Monogamous, they live apart
but every day she leaves her rocky
crevice in the reef to visit him in his,
and slender as two grasping fingers
they hook on and twirl, rubbing bellies
to sweeten their bond. No fights, no mean
words, no great stirrings of the waters, just
this intimate dangle braiding together
in the privacy of a cove. The rubbing
is for the transfer of eggs from her pouch
to his belly, for like their cousin, the seahorse,
it's the male who plays mother. But why
must we read each purple notion through
the scrim of biology?

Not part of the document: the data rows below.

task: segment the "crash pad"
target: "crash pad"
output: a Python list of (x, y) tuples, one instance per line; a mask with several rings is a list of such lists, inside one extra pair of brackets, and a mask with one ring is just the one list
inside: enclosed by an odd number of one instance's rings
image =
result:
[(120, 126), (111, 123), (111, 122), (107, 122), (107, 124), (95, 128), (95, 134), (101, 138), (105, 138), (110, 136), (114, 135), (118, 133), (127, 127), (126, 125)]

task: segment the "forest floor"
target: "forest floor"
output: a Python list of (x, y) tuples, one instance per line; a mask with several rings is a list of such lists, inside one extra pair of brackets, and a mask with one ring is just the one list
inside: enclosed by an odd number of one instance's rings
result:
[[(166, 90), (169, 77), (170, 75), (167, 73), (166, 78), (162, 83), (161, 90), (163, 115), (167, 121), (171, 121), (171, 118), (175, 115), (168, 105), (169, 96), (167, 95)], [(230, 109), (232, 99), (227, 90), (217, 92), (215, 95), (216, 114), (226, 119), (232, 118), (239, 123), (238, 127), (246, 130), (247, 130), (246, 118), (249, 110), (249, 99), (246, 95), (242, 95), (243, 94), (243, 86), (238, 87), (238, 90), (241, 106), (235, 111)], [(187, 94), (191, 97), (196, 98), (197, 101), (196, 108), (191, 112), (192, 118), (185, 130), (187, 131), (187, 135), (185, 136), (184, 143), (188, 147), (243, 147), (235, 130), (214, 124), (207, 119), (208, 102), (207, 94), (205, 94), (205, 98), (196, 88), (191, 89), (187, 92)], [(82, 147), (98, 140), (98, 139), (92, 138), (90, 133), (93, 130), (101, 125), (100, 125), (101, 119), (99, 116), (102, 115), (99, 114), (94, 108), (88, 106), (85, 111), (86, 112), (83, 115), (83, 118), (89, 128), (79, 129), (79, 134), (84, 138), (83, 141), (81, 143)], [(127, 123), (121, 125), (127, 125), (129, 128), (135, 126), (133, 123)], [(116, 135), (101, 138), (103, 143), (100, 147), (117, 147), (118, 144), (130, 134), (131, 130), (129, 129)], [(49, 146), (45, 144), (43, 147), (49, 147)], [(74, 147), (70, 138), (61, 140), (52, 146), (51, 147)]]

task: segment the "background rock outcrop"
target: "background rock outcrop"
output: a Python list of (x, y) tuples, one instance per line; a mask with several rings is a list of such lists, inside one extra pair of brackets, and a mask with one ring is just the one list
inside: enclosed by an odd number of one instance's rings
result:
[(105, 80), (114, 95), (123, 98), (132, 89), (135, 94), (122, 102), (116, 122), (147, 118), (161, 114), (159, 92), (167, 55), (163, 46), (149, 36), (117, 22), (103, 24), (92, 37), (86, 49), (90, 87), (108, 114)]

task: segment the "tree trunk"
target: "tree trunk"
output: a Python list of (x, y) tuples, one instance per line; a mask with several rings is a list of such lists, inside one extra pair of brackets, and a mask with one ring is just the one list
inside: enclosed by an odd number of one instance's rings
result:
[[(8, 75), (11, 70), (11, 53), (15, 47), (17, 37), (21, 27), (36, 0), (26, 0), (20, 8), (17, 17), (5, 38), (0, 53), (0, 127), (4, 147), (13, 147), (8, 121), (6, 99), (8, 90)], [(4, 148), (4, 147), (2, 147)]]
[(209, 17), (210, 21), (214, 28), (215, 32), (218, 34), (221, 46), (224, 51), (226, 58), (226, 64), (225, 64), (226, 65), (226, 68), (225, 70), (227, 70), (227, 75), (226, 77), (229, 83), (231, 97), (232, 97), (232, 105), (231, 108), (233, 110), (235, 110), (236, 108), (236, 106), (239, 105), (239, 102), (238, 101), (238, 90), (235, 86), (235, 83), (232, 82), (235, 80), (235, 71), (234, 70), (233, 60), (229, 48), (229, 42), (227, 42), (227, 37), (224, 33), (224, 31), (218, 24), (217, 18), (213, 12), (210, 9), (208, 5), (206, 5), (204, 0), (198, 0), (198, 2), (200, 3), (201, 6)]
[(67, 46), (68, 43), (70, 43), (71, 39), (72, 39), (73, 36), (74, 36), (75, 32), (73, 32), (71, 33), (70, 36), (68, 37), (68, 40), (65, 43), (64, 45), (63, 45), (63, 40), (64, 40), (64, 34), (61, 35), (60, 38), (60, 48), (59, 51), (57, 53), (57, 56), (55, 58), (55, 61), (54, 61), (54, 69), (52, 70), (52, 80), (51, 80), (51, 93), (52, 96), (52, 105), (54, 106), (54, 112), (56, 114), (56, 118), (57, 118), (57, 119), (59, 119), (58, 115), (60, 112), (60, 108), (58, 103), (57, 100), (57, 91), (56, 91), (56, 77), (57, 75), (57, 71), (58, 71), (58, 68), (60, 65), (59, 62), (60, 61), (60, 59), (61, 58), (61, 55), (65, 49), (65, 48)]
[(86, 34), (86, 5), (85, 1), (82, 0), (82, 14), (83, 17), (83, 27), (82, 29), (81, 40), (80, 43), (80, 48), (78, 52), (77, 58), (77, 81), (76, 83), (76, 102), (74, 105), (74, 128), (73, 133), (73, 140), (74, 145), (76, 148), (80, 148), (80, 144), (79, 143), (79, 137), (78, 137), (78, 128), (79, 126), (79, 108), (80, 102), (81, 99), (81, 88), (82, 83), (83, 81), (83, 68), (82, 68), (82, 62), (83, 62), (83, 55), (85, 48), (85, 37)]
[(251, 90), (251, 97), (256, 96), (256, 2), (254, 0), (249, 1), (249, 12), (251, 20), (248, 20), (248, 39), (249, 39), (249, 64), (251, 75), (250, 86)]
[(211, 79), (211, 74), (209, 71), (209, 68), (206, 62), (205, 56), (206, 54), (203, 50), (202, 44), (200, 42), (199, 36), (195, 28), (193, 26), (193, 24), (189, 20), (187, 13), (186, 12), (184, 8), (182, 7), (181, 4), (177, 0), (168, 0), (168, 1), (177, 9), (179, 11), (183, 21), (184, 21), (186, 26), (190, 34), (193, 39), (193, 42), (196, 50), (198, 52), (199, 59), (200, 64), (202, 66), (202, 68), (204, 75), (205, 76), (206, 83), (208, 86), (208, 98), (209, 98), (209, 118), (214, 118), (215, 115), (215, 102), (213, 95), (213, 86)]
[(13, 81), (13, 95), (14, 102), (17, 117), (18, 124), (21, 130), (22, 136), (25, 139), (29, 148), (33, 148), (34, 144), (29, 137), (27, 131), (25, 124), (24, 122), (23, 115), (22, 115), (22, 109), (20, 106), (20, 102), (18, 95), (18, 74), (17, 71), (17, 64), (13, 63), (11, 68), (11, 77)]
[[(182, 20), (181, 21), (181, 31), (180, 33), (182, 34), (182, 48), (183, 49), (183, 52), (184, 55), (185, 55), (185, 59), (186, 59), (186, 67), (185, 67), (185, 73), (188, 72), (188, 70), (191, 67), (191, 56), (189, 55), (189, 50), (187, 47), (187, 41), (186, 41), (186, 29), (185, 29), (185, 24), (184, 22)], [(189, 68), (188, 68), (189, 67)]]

Is there not more
to the everyday life of a sea creature
than eat or be eaten and the frenetic
passing of the genes? In the vast
arms of the sea, their dance takes place
in the smallest of hideaways, no one to see
or judge. Ah, the gentle intimacies
of the long-married, having memorized
each other’s bow-bend of the back, the flex
of each muscle as they twist and belly rub
to a music only they can hear. Oh husband,
honey of my hive, let us get up from this couch
where we sit each night in the dark nodding off
before the flickering screen. Have we come
this far only to settle for Netflix and another
David Attenborough’s special? Can we not
rise to the occasion, not clutch hungrily at
each other as we were wont to do years ago,
but weave about, slowly circling, bumping
belly to belly until this room disappears
into its own darkness and we become lost,
lulled in the fever, the salt and the beautiful
lie that everything goes on forever.